Royal Academy of Arts, January 26 - March 31,

Grace Wales Bonner

This month-long multisensory installation by fashion designer Grace Wales Bonner is broadly based around a series of "shrines" created by Kapwani Kiwanga, Eric N. Mack, Paul Mpagi Sepuya and Wales Bonner herself. Themes of mysticism, spirituality and African-American aesthetics are referred to in the exhibition, all of which foreshadow Wales Bonner's upcoming 2019 clothing collection.
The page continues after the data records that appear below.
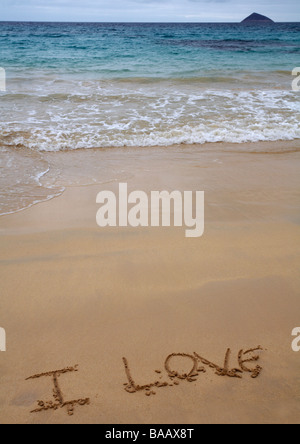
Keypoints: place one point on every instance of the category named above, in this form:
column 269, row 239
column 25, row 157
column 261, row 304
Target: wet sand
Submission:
column 74, row 294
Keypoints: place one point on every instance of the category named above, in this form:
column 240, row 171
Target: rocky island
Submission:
column 257, row 18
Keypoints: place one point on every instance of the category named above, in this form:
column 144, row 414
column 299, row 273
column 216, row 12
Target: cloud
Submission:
column 147, row 10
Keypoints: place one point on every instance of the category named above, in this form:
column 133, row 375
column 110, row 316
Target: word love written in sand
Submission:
column 244, row 358
column 175, row 377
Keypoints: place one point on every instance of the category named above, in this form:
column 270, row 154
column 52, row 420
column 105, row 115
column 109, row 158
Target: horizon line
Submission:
column 139, row 22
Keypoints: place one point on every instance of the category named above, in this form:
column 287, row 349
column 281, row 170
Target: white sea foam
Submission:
column 148, row 117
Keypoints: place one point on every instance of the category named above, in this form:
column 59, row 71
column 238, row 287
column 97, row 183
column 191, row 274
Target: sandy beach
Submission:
column 75, row 294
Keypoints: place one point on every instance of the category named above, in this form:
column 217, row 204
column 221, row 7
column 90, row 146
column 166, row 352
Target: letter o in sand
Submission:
column 174, row 374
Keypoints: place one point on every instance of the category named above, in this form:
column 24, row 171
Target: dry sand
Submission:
column 74, row 294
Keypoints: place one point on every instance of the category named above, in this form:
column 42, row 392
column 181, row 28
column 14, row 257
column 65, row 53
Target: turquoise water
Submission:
column 81, row 86
column 153, row 51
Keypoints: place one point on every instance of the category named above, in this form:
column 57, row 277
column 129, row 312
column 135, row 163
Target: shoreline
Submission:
column 73, row 293
column 281, row 147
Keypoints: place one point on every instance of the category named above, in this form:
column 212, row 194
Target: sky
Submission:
column 147, row 10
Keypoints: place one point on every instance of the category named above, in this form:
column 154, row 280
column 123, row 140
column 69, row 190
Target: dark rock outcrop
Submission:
column 257, row 18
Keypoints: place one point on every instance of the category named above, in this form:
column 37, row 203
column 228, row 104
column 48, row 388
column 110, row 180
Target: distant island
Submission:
column 257, row 18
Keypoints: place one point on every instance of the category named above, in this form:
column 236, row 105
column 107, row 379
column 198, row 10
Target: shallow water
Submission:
column 80, row 86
Serpentine Galleries, January 19 - February 16,

Aleksandra Mir

Aleksandra Mir is welcoming in 2019 by plastering Southbank Centre’s Hayward Gallery with old American newspaper covers that depict Donald Trump in the years before he was made president. Famous for her socio-political art, Mir uses front covers from the New York Daily News and New York Post, where each headline relates to Trump's business dealings, political aspirations or personal life. Fundamentally the exhibition shines a light on the attitudes and biases of the tabloid press as well as exploring what makes a good story.

Southbank Centre, January 7 - February 7,

A Solar Umbrella

If you're not a fan of repetition, this exhibition is probably not one for you. Eight established and emerging artists, Asaki Kan, Katherine Lubar, Nick Dawes, Jo Marshall, Andy Harper, Shane Bradford, Ivan Benitez and Sarah Mizer respond to the theme in their own unique form, from light refraction exhibits to oil paintings.

Gallery 46, January 17 - February 14,

Modern Couples: Art, Intimacy and the Avant-garde

This major exhibition explores creative relationships across painting, sculpture, photography, design and literature, and features some of the biggest names in modern art, including Pablo Picasso, Salvador Dalí and Frida Kahlo.

Barbican, until January 27,

100 Figures: The Unseen Art of Quentin Blake

Quentin Blake is best-known for bringing Roald Dahl's characters to life through illustration but this House of Illustration exhibition explores his work as a figurative artist. What’s more, it features 100 never-before-seen works created from the 1950s up to modern day.